Canning, ELIZABETH

Chambers's Encyclopaedia, Volume 2: Beaugency to Cataract, p. 711–712

Canning, ELIZABETH, the heroine of a remarkably obscure story, was born in 1734. Already she had been in domestic service for some years and borne a good character, when about nine o'clock on the night of New-year's Day, 1753, she disappeared on her way home from a visit to an uncle and aunt's house. Neither the loudest hue and cry nor prayers in the churches had done anything to solve the mystery, when late at night (29th January), four weeks after her disappearance, the girl knocked at her mother's door, hungry and half clad. She said she had been seized by two men and carried by force to a house on the Hertfordshire road, where she had been ill used by an old woman, and starved in an upper room, to compel her to an immoral life.
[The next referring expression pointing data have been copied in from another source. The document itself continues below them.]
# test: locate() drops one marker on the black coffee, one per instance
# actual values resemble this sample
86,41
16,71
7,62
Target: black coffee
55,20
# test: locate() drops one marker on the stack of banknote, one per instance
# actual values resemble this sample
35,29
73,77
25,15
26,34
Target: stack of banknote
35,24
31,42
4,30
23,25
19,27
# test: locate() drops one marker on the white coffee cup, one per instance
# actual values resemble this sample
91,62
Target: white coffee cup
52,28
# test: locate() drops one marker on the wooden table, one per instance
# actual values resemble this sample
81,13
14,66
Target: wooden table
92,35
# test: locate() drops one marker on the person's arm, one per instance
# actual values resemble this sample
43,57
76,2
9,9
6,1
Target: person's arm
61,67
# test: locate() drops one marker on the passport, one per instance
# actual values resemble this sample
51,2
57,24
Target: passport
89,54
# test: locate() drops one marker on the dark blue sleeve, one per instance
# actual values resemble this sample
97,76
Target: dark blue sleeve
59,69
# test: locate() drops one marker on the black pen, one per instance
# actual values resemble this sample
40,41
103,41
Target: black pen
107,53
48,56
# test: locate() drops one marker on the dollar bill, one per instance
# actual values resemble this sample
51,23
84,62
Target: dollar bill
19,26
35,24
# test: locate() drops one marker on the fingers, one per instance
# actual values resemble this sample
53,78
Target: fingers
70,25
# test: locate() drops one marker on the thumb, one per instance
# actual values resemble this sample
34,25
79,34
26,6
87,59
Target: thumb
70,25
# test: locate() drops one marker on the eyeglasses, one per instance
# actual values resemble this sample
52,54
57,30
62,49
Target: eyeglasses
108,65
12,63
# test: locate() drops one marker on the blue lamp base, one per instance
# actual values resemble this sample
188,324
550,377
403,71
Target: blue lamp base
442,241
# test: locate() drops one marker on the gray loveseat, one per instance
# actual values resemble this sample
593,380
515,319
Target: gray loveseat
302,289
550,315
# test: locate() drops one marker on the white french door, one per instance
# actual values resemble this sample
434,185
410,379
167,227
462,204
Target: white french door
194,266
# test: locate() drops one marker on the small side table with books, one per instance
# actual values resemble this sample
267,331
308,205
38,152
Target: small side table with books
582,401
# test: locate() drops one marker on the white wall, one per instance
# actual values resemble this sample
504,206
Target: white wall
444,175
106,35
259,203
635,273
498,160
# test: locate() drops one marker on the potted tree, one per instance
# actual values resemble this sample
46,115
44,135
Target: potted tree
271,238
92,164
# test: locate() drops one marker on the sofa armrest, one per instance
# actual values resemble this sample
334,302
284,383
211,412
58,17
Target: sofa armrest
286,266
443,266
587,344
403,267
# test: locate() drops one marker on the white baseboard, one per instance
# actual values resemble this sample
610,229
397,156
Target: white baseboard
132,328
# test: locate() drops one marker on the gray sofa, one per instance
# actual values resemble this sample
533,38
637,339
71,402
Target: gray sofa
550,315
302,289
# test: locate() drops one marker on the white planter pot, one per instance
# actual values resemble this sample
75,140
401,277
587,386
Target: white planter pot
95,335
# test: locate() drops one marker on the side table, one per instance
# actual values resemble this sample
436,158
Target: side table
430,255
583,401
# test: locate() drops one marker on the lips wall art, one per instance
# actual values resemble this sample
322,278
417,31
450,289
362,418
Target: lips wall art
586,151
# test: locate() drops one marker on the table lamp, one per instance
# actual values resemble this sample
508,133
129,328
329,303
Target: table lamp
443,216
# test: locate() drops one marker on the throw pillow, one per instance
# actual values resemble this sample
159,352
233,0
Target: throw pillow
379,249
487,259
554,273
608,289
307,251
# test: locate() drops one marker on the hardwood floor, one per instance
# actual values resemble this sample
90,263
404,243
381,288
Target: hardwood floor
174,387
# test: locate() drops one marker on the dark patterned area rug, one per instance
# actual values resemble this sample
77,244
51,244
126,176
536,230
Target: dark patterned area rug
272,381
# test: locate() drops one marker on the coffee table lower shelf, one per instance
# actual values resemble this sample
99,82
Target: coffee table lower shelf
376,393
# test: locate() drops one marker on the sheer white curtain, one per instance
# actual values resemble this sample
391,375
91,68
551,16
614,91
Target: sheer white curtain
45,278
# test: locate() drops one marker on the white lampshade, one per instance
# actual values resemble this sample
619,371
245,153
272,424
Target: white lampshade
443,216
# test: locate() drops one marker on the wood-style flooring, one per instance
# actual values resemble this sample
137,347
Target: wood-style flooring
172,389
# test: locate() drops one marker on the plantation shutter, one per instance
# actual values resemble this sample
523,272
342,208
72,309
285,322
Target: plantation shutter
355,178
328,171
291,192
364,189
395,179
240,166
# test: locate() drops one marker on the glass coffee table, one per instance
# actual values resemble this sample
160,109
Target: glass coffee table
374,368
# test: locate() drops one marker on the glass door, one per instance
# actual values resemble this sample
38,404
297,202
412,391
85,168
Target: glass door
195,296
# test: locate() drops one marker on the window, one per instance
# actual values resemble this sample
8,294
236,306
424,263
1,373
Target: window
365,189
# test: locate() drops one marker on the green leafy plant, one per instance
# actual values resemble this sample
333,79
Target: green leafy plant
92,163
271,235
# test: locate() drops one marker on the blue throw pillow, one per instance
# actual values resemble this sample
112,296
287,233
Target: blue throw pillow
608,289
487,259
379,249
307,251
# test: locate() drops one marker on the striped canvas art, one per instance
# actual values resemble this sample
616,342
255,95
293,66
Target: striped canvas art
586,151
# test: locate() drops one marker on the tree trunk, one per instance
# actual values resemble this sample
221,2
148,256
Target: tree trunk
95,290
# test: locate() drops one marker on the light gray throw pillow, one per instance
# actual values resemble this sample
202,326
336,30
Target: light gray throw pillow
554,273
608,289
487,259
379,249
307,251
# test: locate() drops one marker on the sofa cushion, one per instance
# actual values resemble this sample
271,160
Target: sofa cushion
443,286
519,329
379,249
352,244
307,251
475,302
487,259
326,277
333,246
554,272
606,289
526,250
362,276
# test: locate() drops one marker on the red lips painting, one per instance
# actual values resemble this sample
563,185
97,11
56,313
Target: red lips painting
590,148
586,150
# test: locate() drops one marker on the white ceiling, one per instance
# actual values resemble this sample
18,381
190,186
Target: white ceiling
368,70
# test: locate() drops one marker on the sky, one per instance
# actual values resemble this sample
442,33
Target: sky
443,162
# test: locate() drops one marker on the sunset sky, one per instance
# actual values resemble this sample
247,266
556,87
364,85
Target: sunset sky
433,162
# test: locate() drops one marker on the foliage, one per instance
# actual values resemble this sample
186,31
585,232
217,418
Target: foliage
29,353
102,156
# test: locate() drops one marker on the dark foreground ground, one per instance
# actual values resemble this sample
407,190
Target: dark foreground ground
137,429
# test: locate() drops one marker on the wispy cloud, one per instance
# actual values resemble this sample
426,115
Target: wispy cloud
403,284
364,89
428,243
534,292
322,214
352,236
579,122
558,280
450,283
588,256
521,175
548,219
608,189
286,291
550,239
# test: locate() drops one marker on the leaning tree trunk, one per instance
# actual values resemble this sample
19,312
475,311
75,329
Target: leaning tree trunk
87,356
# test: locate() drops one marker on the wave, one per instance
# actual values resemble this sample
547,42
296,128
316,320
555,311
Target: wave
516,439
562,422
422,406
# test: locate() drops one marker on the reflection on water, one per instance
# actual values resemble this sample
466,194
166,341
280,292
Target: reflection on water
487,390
She identified Susannah Wells and an old gypsy named Mary Squires as her persecutors, and these were accordingly arrested, and they passed in the first stage before the novelist Henry

Fielding, then a Bow Street magistrate, who afterwards published a paper on the case; next they were tried at the Old Bailey and sentenced, in spite of an alibi for Squires sworn by three witnesses, Squires to be hanged, Wells to be burned in the hand. The lord mayor, Sir Crisp Gascoyne, felt unsatisfied with the verdict, and made further investigations, which resulted in so strong an accumulation of fresh evidence to fortify Squires's alibi, that a free pardon was granted her by the crown. The case now became the excitement of the town, and opinions were fiercely divided between the 'Canningites' and 'Gypsies,' so that the heroine of this miserable story became in Churchill's phrase, 'with Gascoyne's help, a six months' feast.' On the 29th April 1754 she was put on trial at the Old Bailey for perjury, and after an eight days' trial, in which the jury seem to have been completely puzzled between the thirty-eight witnesses who swore that Squires had been seen in Dorsetshire, and the twenty-seven who swore to her having been in Middlesex, was found guilty, and sentenced to transportation for seven years. She was sent to New England, and died in Connecticut in 1773. See Paget's Paradoxes and Puzzles (1874).